Avec le déclenchement de la guerre en Ukraine, la Russie a renforcé ses capacités militaires en Méditerranée orientale, vue comme une base arrière de la mer Noire et du terrain d’affrontements, rapportent des observateurs militaires français en Grèce.
«Il y a actuellement une vingtaine de bateaux russes en Méditerranée, la Russie a doublé voire triplé ses capacités militaires dans la zone (destroyeurs, frégates, sous-marins...)», explique à l’AFP le capitaine de vaisseau et officier de communication régionale de l’armée française en Méditerranée, Thibault Lavernhe. Ce retour en force russe en Méditerranée orientale s’est opéré progressivement depuis le conflit en Syrie, lorsque Moscou a commencé à déployer des navires dans le port syrien de Tartous, la seule installation navale russe permanente en dehors des limites de l’ancienne Union soviétique.

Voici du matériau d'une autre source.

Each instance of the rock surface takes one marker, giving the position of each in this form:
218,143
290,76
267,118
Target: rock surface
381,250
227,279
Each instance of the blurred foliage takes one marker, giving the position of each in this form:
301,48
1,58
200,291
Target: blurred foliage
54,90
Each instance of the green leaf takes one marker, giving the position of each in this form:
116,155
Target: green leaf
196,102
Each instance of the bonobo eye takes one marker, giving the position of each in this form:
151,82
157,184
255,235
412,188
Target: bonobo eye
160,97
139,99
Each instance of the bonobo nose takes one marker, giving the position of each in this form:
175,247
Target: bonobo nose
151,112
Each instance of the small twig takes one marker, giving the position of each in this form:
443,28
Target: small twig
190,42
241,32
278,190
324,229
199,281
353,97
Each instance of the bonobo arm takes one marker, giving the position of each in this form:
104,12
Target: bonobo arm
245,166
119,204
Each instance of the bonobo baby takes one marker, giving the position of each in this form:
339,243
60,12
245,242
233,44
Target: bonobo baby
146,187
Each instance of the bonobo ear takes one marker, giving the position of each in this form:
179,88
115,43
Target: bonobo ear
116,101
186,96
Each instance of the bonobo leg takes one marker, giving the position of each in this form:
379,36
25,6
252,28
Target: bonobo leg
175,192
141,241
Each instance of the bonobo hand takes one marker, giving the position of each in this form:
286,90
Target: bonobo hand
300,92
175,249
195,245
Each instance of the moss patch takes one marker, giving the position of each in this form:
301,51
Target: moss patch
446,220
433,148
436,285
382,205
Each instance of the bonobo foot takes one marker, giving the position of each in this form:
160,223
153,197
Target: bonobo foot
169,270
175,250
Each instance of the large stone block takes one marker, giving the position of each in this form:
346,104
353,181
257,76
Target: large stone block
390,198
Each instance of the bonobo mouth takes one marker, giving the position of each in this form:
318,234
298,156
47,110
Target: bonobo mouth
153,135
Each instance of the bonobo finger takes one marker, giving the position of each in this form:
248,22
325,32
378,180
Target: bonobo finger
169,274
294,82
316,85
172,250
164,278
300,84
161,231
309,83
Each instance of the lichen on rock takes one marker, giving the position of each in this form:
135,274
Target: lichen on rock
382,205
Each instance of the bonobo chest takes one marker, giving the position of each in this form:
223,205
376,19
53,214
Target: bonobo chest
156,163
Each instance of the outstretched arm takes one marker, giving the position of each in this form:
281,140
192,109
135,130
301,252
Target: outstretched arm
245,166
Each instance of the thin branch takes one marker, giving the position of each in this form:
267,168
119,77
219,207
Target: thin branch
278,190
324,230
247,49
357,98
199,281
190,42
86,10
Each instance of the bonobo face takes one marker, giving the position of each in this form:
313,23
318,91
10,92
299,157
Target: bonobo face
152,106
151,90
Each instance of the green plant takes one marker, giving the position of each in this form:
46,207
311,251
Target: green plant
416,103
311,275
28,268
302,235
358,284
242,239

«La nouveauté est l’étalement à l’ouest de la présence russe: au nord de la Crète mais aussi à l’ouest de la Grèce dans le Péloponnèse, et au nord de la mer Egée près de la mer Noire», souligne le capitaine français, selon lequel «des bateaux russes se sont positionnés pour contrôler l’activité des forces alliées».
Le déploiement de la flotte russe dans la zone, qui avait débuté avant l’invasion de l’Ukraine le 24 février, peut servir, selon les analystes, à envoyer des renforts, des soldats et de l’armement en Ukraine, mais aussi à tirer des missiles de croisière depuis les vaisseaux, en appui aux opérations au sol. «Là où sont les Américains, les Russes le sont aussi», constate le capitaine Lavernhe.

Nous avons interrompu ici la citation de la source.